# Power factor



## mccoy (Dec 31, 2007)

Dear all,
reading some of Jerry Miculek's tips on the web (very clear and useful ones) I came across the expression: "Power factor" for the first time. 

For revolvers up to a Power factor of 200 he suggests one type of grip, for bigger revolvers, another (lower) one (the S&W 500 mag has a power factor of 640 according to him).

Anyone can tell me exactly what is this power factor and its units?


----------



## TOF (Sep 7, 2006)

Hey mccoy, how are things across the big water.

Power factor in the competative gun world is :

Muzzle Velocity (Fps) X bullet weight in grains divided by 1000

for example:

Mv = 1000 Fps
bullet = 180 Grains

1000*180=180000
180000/1000= 180PF

In IPSC there are 2 PF levels used to determine scoring. Major is 165 and Minor is 125 last I heard.

I hope that helps.

:smt1099


----------



## mccoy (Dec 31, 2007)

TOF,
here across the big pond we are having some springtime weather, although we'd be supposed to have nearly freezing temps in this period.

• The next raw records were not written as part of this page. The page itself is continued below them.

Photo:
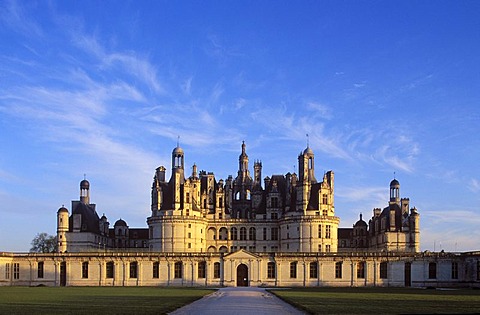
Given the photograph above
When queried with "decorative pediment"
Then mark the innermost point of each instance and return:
(242, 254)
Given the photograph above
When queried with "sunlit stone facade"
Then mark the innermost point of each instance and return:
(242, 231)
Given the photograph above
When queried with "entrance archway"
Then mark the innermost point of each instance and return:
(242, 275)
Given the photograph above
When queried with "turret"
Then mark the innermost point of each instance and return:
(85, 192)
(62, 229)
(394, 191)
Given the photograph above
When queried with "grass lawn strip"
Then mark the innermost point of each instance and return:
(381, 300)
(94, 300)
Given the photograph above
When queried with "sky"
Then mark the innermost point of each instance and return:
(105, 89)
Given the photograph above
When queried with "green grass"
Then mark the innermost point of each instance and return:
(96, 300)
(382, 300)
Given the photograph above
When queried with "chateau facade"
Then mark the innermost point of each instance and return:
(240, 232)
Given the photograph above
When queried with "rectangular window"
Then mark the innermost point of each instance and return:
(133, 269)
(109, 270)
(202, 266)
(478, 269)
(85, 270)
(274, 234)
(338, 269)
(216, 270)
(293, 269)
(383, 270)
(156, 270)
(40, 270)
(271, 270)
(16, 271)
(454, 270)
(361, 270)
(314, 270)
(7, 271)
(432, 271)
(178, 270)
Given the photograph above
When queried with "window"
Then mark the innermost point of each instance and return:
(314, 270)
(327, 231)
(293, 269)
(133, 269)
(16, 271)
(271, 270)
(478, 269)
(274, 234)
(432, 270)
(361, 270)
(243, 233)
(216, 270)
(233, 232)
(252, 234)
(109, 270)
(338, 269)
(178, 270)
(383, 270)
(7, 271)
(40, 270)
(202, 266)
(274, 202)
(156, 270)
(85, 270)
(454, 270)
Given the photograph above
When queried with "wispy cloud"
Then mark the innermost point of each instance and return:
(128, 62)
(14, 16)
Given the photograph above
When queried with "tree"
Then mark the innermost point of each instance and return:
(44, 243)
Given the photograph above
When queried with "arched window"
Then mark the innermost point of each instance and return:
(293, 269)
(233, 232)
(202, 266)
(243, 233)
(133, 269)
(109, 269)
(271, 270)
(313, 270)
(216, 270)
(252, 234)
(156, 270)
(178, 270)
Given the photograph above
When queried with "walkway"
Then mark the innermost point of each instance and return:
(240, 300)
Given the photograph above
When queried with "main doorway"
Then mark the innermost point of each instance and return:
(242, 275)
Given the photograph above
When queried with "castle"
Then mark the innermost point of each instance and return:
(289, 213)
(238, 232)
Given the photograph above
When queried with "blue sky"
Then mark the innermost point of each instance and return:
(104, 88)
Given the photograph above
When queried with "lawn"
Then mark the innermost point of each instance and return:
(96, 300)
(382, 300)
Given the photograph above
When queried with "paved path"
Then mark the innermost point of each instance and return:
(248, 300)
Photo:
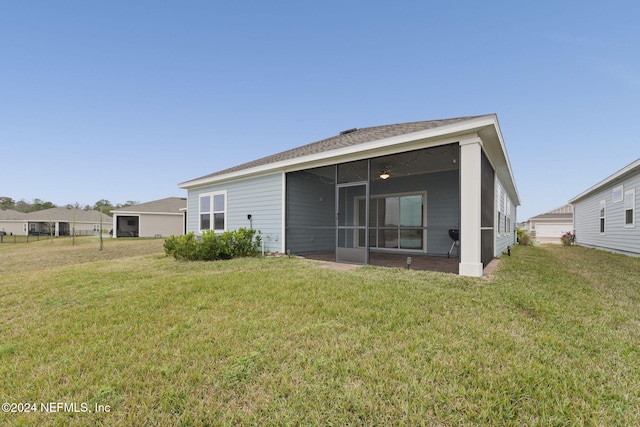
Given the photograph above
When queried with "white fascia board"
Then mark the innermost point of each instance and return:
(622, 172)
(130, 213)
(357, 151)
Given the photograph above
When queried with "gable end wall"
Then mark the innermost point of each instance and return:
(617, 237)
(260, 197)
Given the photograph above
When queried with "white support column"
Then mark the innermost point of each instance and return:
(470, 207)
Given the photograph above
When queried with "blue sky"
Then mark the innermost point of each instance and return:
(123, 100)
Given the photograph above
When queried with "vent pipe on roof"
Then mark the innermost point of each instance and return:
(344, 132)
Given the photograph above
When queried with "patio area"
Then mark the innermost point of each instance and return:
(418, 262)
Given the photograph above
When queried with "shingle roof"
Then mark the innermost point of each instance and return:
(167, 205)
(10, 214)
(344, 139)
(67, 215)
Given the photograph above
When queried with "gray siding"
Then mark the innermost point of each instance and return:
(259, 197)
(617, 237)
(505, 230)
(311, 213)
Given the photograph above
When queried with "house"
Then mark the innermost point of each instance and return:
(549, 226)
(383, 191)
(64, 222)
(158, 218)
(12, 222)
(604, 215)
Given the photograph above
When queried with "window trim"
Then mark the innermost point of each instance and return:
(212, 211)
(617, 194)
(631, 192)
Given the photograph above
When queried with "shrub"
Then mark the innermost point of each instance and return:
(230, 244)
(524, 238)
(567, 238)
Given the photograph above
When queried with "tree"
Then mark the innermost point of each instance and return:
(7, 203)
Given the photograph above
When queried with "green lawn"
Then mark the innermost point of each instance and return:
(553, 338)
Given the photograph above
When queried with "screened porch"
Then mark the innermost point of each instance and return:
(379, 210)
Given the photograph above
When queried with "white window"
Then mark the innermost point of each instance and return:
(501, 218)
(629, 208)
(213, 211)
(617, 194)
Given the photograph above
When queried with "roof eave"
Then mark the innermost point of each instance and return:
(459, 128)
(635, 166)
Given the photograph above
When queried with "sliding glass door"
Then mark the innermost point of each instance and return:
(397, 221)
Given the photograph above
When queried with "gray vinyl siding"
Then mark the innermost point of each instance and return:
(617, 237)
(311, 213)
(504, 230)
(259, 197)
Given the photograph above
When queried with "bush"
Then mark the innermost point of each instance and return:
(524, 238)
(567, 238)
(230, 244)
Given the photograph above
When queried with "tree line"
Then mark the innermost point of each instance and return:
(103, 205)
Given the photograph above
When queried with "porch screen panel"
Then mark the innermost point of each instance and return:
(310, 211)
(487, 211)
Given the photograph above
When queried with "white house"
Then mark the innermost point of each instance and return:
(394, 189)
(55, 221)
(605, 214)
(550, 226)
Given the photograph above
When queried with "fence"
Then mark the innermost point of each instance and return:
(4, 238)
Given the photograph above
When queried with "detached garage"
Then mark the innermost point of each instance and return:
(159, 218)
(548, 227)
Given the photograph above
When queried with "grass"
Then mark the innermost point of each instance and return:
(551, 339)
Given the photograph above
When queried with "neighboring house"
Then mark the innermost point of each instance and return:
(605, 214)
(12, 222)
(396, 189)
(159, 218)
(548, 227)
(56, 221)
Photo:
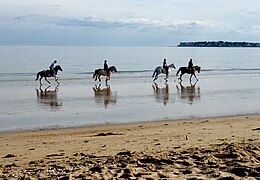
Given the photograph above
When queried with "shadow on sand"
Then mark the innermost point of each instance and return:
(162, 94)
(104, 95)
(49, 97)
(189, 93)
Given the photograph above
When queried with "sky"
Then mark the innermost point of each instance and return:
(127, 22)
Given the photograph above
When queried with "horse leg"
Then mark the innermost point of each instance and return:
(56, 79)
(195, 76)
(40, 80)
(180, 77)
(47, 80)
(156, 77)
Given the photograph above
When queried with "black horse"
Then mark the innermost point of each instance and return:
(102, 72)
(47, 73)
(184, 70)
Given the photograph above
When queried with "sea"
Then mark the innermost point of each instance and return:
(228, 84)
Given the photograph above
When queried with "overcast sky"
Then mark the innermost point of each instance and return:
(127, 22)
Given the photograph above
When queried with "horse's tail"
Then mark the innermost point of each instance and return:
(178, 71)
(95, 73)
(37, 76)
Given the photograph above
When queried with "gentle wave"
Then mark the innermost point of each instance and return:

Thanks for the reference on PF. I went and searched more on IPSC but it's a wide world out there, previously unknown to me, I've soon stopped lest I stay glued to the screen all day.

So PF should have the dimensions of a momentum, unless, as maybe I've understood, it's normalized by a momentum of 1000 fps*grs so it becomes a pure number...


----------